As rates fall, Kotak Mahindra Bank sticks to 6% savings rate


Mumbai: Kotak Mahindra Bank will forgo its margins and stick to its current savings rate of 6% to garner more savings deposits.

“We are dropping our lending rates in line with the banking industry, but on the deposit side, we are sticking our neck out and sticking to 6% for amounts at above Rs.1 lakh and 5% for up to Rs.1 lakh. It is a significant impact on margins,” managing director Uday Kotak said at a press meeting on Thursday.

The bank’s net interest margin was 4.3% as of 30 December and Kotak said it is unlikely to fall below 4% in spite of the higher interest rate offered on savings accounts.

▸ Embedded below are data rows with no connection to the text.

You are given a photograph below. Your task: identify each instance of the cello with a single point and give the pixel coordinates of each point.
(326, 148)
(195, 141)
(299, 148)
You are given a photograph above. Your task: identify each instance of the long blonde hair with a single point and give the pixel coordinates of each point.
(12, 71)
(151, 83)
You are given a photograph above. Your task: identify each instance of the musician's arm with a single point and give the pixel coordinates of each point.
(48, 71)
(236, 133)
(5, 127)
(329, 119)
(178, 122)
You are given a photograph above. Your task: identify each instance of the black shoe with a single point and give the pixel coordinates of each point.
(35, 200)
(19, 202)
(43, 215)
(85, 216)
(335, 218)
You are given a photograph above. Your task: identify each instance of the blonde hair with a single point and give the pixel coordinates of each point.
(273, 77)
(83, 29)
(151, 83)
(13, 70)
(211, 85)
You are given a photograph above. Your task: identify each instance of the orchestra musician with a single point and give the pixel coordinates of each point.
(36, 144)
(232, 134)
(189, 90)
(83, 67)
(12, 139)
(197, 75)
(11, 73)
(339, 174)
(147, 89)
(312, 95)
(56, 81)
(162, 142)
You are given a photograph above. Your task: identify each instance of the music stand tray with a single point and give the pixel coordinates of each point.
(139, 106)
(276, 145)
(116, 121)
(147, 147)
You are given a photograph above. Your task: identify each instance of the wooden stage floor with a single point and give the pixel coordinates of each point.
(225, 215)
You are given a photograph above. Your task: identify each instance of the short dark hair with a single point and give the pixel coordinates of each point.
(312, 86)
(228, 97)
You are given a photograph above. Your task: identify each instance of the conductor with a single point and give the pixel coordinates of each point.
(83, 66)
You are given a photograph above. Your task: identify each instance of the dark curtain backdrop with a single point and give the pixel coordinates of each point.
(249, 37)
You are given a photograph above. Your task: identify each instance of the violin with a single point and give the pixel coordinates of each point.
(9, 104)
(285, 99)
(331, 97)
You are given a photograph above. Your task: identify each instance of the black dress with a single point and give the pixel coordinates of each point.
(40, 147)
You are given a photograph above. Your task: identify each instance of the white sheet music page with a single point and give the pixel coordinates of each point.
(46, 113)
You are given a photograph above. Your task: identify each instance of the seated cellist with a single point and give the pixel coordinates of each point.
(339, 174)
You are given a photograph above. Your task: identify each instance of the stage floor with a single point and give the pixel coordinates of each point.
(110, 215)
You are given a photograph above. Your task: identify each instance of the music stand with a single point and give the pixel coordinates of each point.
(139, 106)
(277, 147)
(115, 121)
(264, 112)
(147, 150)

Apart from Yes Bank, which gives a 7% rate on its savings account deposits, most commercial banks pay 4% on them. Kotak added that the bank will aim to increase its current account and savings account (CASA) ratio to 40% over the next 12-18 months from the current 35%.

Offering interest rates 200 basis points higher than its peers has helped Kotak Mahindra Bank to grow its savings account deposits by a compounded 40% over the last five years, he said.

A basis point is one-hundredth of a percentage point.

As bank deposit rates drop further after the latest deep cut by the government in the rates of small savings schemes, Kotak is hoping that customers will find a 6% interest rate on savings accounts appealing.

The government slashed interest rates on small savings schemes by as much as 130 basis points on 19 March, making bank deposits look more competitive. After the rates were pared, the one-year rate stands at 7.1%, while most banks’ one-year deposits offer a marginally higher 7.5%.

Kotak Mahindra Bank’s one-year term deposit rate is 7.75%. Kotak said that although the bank’s savings rate remains at 6%, the lender will not necessarily hold its term deposit rates.

The private lender will cushion its margins by pricing risks “better”, Kotak said, hinting that credit risk spreads for borrowers could be wider. “We also have to be competitive, because if you misprice risk, you will lose business,” he added.

Under the current marginal cost of funds based lending rate (MCLR) method, banks have to add a credit risk premium to the MCLR, which would be the final loan rate to the borrower.

The lender’s MCLR is among the highest in the one-year maturity at 9.60%. Most banks’ one-year MCLR is around 9.3%. Kotak said that lending rates will be competitive and not necessarily kept unchanged to protect margins.

The Reserve Bank of India introduced the MCLR as a way to prod banks to pass on the reduction in its policy rate.